The master of the house who is desperately trying to avoid bankruptcy through not being too choosy of his clientele is Nick, an all embracing outing from Colin Connor.

Frances McNamee is mesmerising as Nick’s dementia afflicted wife Elizabeth.

She also has the most awesome of singing voices.

Nick adds to his monetary troubles by carrying on an affair with one of his boarders, the newly widowed

Mrs Nielson – another outstanding all round performance from Maria Omakinwa.

Gregor Milne and Justina Kehinde convince as their equally troubled children Gene and Marianne.

Gene is a drunken, about to be dumped by his girlfriend, would-be writer and Marianne, who was adopted, is coloured and five months pregnant by a man she won’t name.

The grey chink of light, in an ink black sky being a proposition of marriage from a shopkeeper old enough to be her grandfather (Teddy Kempner).

Then we have a preacher who has lost his mojo, a boxer/ convict on the run plus various other folk whom the depression has beaten their despair into submission and capitulation.

Occasionally giving us a clue where we are in this complex discordance is Chris McHallem as Dr Walker, our narrator with his own fateful back-story.

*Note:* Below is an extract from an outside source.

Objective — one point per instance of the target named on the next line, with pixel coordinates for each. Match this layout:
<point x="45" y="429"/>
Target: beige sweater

Shout outs to musical director Andrew Corcoran for haunting arrangements to match every mood and Lucy Hind for movement that perfectly fits each character and molds to form time and place set pieces and Mark Henderson for moody and broody lighting design.

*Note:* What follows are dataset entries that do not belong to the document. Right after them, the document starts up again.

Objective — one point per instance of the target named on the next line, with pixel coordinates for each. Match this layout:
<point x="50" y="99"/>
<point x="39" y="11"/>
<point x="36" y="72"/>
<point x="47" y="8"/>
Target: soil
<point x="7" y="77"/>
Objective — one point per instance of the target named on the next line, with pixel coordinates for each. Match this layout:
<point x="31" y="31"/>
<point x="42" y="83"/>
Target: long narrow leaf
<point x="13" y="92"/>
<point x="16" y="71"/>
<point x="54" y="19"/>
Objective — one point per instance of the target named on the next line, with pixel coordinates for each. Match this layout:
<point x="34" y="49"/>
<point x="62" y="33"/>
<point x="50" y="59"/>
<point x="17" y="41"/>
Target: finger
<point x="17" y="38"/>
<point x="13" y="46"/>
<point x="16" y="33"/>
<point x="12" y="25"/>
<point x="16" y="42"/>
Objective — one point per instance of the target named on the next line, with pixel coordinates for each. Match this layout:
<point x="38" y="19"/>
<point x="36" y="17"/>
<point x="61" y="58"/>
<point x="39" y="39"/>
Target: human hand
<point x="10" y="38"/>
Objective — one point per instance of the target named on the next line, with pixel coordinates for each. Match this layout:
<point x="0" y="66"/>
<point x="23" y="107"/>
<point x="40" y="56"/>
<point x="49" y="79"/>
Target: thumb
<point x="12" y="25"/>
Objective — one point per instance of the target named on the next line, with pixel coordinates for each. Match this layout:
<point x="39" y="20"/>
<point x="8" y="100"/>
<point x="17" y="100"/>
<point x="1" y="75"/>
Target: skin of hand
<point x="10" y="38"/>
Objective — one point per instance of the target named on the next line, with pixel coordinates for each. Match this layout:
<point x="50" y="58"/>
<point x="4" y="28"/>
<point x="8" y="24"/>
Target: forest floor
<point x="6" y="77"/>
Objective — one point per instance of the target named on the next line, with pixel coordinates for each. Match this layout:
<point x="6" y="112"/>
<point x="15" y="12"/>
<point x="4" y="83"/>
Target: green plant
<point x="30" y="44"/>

Rae Smith has designed a set which works like more of a cast member than an inanimate performing space.

The sad and creaking furnishings embrace life in the Great Depression.

The gloom is counterbalanced occasionally by landscapes on screens appearing like portals on a timeless world outside the stifling guest house.

So disjointed is McPherson’s epic that I admit to becoming a little lost with the complexity at times, but there is so much to revel in from richness of text to music to performance to song to dance that it didn’t really matter.

‘Girl From The North Country’ is a one off original that has a voice all of its own.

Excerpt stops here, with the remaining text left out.